Problem: Hi all, I have this sample dataframe which has institution names I need to extract:
mydf<- data.frame(ID=c('1', '2', '3'), Institution=c('Univ of Space, TX, US', '[Bloggs, J., Smith, T.] Univ of Time, CA, US', '[Windz, P., Lol, D.] College of the World, CA, US' ))
I need to extract the institution names only, such that it would appear like this:
1 Univ of Space
2 Univ of Time
3 College of the World
I don't care about any of the other characters in the institution string, only everything until the first comma. The issue is I have some instances where the institution name will be preceded by a bracket and sometimes on its own (as in the case of the first row).
I've written the following to extract these two instances separately:
ex_inst<- str_extract_all(mydf$Institution,"(?<=])(.+?)(?=,)", simplify = TRUE)
ex_inst2<- str_extract_all(mydf$Institution,"^(.+?)(?=,)", simplify = TRUE)
I'm struggling to combine them together.

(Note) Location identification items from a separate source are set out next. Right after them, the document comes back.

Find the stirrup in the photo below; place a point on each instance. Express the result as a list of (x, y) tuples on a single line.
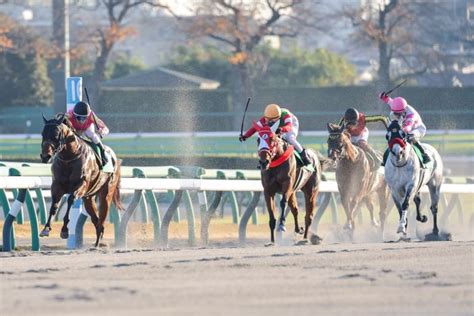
[(426, 158)]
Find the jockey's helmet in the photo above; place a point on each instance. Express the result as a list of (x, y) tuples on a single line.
[(398, 105), (272, 111), (351, 116), (81, 111)]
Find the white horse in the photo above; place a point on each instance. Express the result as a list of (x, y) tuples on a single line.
[(405, 176)]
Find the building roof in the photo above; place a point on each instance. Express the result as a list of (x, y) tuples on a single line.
[(160, 77)]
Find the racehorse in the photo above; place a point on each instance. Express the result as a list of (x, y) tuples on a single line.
[(356, 181), (280, 173), (76, 172), (405, 176)]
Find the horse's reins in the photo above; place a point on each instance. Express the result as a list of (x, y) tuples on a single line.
[(62, 144)]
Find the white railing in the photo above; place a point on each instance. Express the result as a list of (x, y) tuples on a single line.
[(224, 134), (197, 185)]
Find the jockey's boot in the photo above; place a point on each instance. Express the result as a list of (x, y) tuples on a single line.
[(385, 156), (369, 150), (103, 156), (305, 157), (424, 155)]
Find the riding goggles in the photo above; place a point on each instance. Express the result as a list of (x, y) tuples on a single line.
[(80, 118)]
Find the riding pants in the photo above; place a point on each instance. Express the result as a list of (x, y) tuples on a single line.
[(418, 132), (290, 136), (364, 135)]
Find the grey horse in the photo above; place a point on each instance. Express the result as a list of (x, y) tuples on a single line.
[(405, 176)]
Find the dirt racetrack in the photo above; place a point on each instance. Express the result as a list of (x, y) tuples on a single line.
[(429, 278)]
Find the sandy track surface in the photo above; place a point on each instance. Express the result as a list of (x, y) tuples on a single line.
[(340, 279)]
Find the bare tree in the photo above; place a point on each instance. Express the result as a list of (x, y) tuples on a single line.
[(395, 27), (105, 37), (241, 26)]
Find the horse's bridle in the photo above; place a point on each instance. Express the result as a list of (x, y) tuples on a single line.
[(341, 151), (62, 141)]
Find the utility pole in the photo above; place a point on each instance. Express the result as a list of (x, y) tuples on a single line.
[(60, 69)]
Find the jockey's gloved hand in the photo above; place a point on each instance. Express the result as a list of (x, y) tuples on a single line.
[(383, 96)]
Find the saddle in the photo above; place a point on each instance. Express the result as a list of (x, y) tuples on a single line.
[(110, 166), (374, 158), (300, 163)]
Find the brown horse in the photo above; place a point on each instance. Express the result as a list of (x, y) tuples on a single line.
[(281, 174), (355, 180), (76, 172)]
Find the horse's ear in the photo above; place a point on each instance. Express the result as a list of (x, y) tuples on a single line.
[(256, 126), (60, 117)]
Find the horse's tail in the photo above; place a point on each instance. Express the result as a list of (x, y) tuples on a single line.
[(116, 198), (324, 162)]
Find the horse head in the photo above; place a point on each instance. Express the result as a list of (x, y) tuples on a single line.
[(54, 135), (396, 142), (336, 142), (268, 145)]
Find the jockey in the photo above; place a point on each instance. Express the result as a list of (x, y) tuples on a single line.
[(287, 127), (410, 120), (86, 123), (354, 122)]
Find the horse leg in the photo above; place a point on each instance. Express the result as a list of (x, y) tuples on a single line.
[(270, 201), (369, 202), (382, 194), (56, 195), (283, 204), (347, 208), (105, 199), (419, 217), (403, 224), (91, 208), (434, 195), (310, 203), (293, 204), (64, 229)]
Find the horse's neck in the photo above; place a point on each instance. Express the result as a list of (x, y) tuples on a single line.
[(72, 147), (410, 157), (282, 146), (352, 152)]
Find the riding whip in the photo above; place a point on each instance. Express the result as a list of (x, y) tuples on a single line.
[(93, 115), (243, 119)]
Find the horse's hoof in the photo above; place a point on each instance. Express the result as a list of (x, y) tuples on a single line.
[(438, 237), (299, 231), (45, 232), (422, 219), (64, 234), (302, 242), (401, 229), (404, 238), (315, 239)]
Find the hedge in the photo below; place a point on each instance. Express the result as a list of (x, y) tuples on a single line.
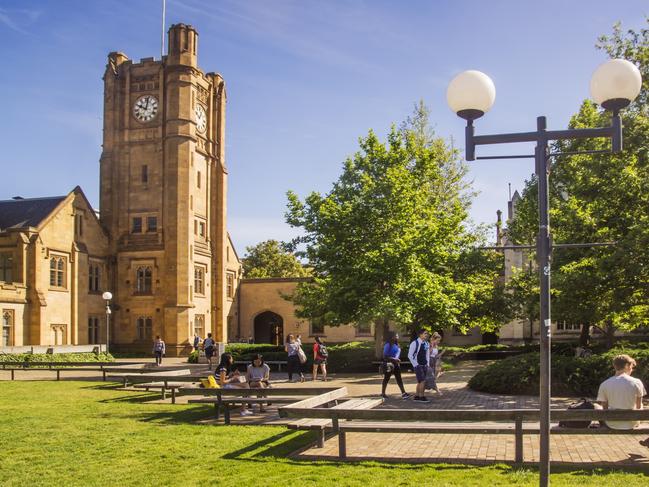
[(571, 376), (56, 357)]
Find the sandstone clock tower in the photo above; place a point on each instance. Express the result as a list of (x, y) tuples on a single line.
[(163, 196)]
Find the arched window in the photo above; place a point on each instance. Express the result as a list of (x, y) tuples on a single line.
[(143, 280), (93, 278), (57, 271), (7, 325), (144, 328)]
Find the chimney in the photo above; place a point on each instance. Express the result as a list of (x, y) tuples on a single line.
[(183, 43)]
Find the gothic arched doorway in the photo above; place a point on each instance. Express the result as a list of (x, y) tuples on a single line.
[(269, 328)]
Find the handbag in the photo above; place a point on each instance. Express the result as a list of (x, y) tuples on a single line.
[(301, 355)]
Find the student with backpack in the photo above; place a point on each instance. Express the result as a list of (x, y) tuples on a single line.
[(159, 350), (209, 347), (392, 365), (320, 354), (420, 359)]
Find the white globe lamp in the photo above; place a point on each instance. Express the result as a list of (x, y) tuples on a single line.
[(471, 94), (615, 84)]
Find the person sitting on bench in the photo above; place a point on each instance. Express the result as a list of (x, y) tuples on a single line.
[(229, 378)]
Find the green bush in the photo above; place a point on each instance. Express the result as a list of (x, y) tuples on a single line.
[(570, 375), (56, 357)]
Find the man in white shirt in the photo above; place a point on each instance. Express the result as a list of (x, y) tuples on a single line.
[(420, 360), (622, 391)]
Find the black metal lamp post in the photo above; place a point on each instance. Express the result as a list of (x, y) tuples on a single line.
[(107, 296), (471, 94)]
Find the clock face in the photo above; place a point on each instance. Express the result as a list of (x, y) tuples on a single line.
[(201, 118), (145, 108)]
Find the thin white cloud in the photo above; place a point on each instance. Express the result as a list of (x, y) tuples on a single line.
[(16, 20)]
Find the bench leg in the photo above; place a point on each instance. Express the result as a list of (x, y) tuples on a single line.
[(226, 414), (342, 444), (519, 441)]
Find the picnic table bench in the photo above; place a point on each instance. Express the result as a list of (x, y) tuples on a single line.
[(164, 386), (279, 363), (222, 398), (472, 421), (178, 375), (58, 367)]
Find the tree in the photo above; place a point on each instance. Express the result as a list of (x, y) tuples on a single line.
[(390, 241), (600, 198), (270, 259)]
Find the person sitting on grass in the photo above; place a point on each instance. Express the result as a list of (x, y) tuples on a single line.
[(229, 378), (419, 358), (320, 355)]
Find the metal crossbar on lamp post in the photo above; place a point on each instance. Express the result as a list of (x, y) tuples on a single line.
[(107, 296), (470, 95)]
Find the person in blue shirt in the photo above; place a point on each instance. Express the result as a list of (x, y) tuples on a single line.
[(419, 358), (392, 366)]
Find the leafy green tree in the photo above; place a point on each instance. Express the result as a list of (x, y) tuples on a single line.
[(271, 259), (390, 240), (600, 198)]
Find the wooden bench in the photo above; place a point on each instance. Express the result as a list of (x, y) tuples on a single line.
[(164, 386), (433, 421), (279, 363), (178, 375), (322, 426), (223, 397)]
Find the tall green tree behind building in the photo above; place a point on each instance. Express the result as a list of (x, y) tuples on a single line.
[(391, 240), (270, 259), (600, 198)]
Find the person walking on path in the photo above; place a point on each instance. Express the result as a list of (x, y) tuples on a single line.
[(209, 346), (420, 359), (320, 354), (159, 350), (392, 366), (622, 392), (293, 347), (435, 368)]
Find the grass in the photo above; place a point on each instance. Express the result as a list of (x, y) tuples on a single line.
[(80, 433)]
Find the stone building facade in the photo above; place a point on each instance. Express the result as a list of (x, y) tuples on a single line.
[(54, 265)]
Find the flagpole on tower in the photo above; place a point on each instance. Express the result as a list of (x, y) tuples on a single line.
[(163, 26)]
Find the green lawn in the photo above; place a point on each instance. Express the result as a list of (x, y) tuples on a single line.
[(82, 433)]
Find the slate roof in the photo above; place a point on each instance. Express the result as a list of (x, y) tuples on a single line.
[(28, 212)]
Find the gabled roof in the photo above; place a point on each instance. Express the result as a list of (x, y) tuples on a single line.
[(28, 212)]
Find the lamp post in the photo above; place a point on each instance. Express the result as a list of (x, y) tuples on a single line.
[(107, 297), (470, 95)]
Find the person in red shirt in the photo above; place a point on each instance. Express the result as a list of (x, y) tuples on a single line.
[(320, 355)]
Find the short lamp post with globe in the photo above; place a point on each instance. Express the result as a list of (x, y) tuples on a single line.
[(107, 296), (614, 85)]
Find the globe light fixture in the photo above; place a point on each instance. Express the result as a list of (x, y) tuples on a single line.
[(615, 84), (471, 94)]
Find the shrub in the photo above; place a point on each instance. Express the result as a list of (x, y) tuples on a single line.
[(56, 357), (570, 375)]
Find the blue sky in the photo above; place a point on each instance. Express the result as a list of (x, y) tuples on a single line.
[(305, 79)]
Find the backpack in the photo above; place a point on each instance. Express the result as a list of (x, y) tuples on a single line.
[(583, 404), (322, 351)]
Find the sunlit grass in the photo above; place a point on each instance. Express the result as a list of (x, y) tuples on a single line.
[(87, 434)]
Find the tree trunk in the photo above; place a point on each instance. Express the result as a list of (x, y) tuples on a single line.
[(584, 336), (381, 329)]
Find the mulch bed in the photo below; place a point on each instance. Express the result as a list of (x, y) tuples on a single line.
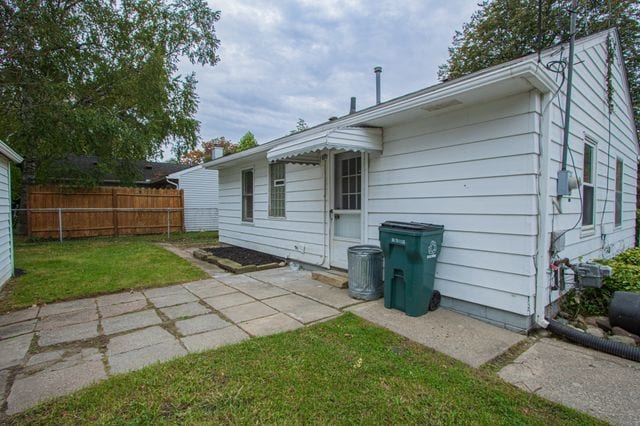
[(242, 256)]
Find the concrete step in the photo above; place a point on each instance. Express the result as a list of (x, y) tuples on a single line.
[(334, 278)]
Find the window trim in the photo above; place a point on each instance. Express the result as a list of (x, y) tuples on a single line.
[(617, 224), (243, 217), (271, 186), (588, 230)]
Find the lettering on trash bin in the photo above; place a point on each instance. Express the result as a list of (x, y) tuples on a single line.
[(398, 241), (432, 249)]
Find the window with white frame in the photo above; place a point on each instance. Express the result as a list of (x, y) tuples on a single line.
[(277, 190), (618, 206), (588, 179), (247, 195)]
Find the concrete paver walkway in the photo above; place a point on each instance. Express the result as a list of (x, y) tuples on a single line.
[(54, 350)]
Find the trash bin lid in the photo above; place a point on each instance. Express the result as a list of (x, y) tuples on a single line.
[(412, 226)]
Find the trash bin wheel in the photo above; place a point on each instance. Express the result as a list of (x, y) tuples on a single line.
[(435, 300)]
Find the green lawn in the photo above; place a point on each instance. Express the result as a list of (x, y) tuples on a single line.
[(83, 268), (343, 371)]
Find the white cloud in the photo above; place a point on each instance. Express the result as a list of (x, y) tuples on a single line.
[(289, 59)]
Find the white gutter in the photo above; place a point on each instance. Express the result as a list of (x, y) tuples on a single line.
[(527, 69)]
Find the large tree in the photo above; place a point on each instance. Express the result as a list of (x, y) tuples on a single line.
[(100, 77), (502, 30)]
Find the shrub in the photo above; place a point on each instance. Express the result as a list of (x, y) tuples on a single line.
[(595, 301)]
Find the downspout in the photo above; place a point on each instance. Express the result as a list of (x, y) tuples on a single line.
[(13, 253), (542, 265)]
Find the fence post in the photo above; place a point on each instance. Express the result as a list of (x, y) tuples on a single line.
[(114, 206), (60, 223), (168, 223)]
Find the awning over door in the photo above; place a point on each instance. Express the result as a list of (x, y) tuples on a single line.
[(307, 150)]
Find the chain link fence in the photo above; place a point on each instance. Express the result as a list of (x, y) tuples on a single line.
[(82, 222)]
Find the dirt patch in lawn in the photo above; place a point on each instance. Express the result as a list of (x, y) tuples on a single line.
[(242, 256)]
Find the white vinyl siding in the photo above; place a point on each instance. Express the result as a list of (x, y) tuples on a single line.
[(590, 118), (200, 189), (475, 172), (300, 236), (6, 255), (277, 190)]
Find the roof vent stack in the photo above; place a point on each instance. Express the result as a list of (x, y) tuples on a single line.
[(378, 71)]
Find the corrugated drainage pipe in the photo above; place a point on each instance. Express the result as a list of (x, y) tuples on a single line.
[(593, 342)]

I have looked into the alternation, and tried this
ex_inst3<- str_extract_all(mydf$Institution,"^(.+?)(?=,)|(?<=])(.+?)(?=,)", simplify = TRUE)
But I'm not experienced with regex and am confused by what it's outputting:
[1,] "Univ of Space"""
[2,] "[Bloggs"" Univ of Time"
[3,] "[Windz"" College of the World"
What's the best way to combine this with stringr, can I use some sort of if else statement? thanks.